Sunnyside receives $2.3 million construction grant

This past Monday, Sept. 10, the Sunnyside City Council amended its 2007-2012 six-year transportation improvement program to allow for a $2.3 million grant it received from the Yakima Valley Conference of Governments.

The money will go towards construction on the South First Street expansion project.

Sunnyside Public Works Director Jim Bridges said the project will include rebuilding South First Street north of I-82 to Lincoln Avenue. The project will extend approximately 600 feet east of the Lincoln Avenue and South First intersection. The surface on South Hill Road from Guernsey Street to South First Street will also be rebuilt, including approximately 300 feet of road east of the South First Street and South Hill Road intersection.
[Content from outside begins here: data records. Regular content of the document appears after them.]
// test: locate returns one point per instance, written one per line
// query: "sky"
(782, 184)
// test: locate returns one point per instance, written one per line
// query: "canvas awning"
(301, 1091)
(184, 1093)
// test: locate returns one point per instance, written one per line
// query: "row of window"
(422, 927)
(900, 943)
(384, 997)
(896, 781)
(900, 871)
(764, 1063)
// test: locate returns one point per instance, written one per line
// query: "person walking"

Bridges said plans include curbs, gutters, sidewalks, storm drains, utility adjustments, a traffic light at the intersection of Lincoln Avenue and South First Street and a roundabout for the intersection of South First Street and South Hill Road.
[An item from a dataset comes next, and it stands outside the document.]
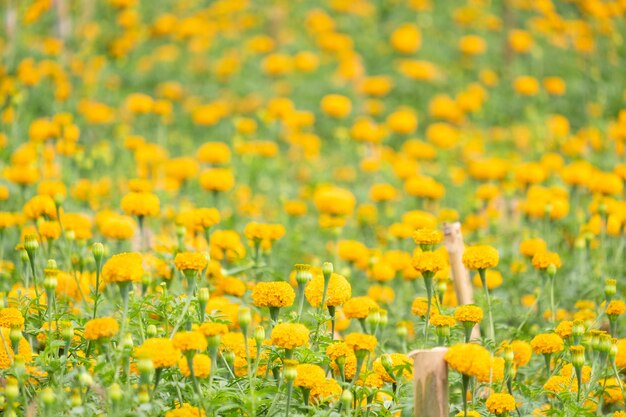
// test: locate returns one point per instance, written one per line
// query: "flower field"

So far the city has received $1.4 million from the Federal Highway Administration, $1 million from the Washington State Transportation Improvement Board and now the $2.3 million from the Yakima Valley Conference of Governments, a grant the city had to apply for.
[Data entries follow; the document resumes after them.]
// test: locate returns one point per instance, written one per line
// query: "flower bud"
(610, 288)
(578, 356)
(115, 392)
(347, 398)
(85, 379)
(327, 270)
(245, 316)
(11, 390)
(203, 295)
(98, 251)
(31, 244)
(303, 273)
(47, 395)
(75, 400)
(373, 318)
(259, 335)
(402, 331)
"We're very happy," Bridges said of receiving the grant.

He explained the money is surface transportation program dollars and every city in Washington used to get a specific amount of dollars for projects. Problem was, he said, some cities weren't spending the money.

Governor Gregoire decided she wanted the money to go to active projects, so she created a competitive grant application process for the funds. Sunnyside applied and was successful.

So far the city has spent $1.2 million on engineering designs, environmental studies, right-of-way acquisition and laying pipe in the drain that runs along South First Street.

There isn't a timeline for the money to be spent and Bridges said construction cannot begin until all property necessary for right-of-way has been acquired by the city and certified by WSDOT and the Federal Highway Administration.

The city will receive $591,564 this year and the remainder of the $2.3 million in 2008.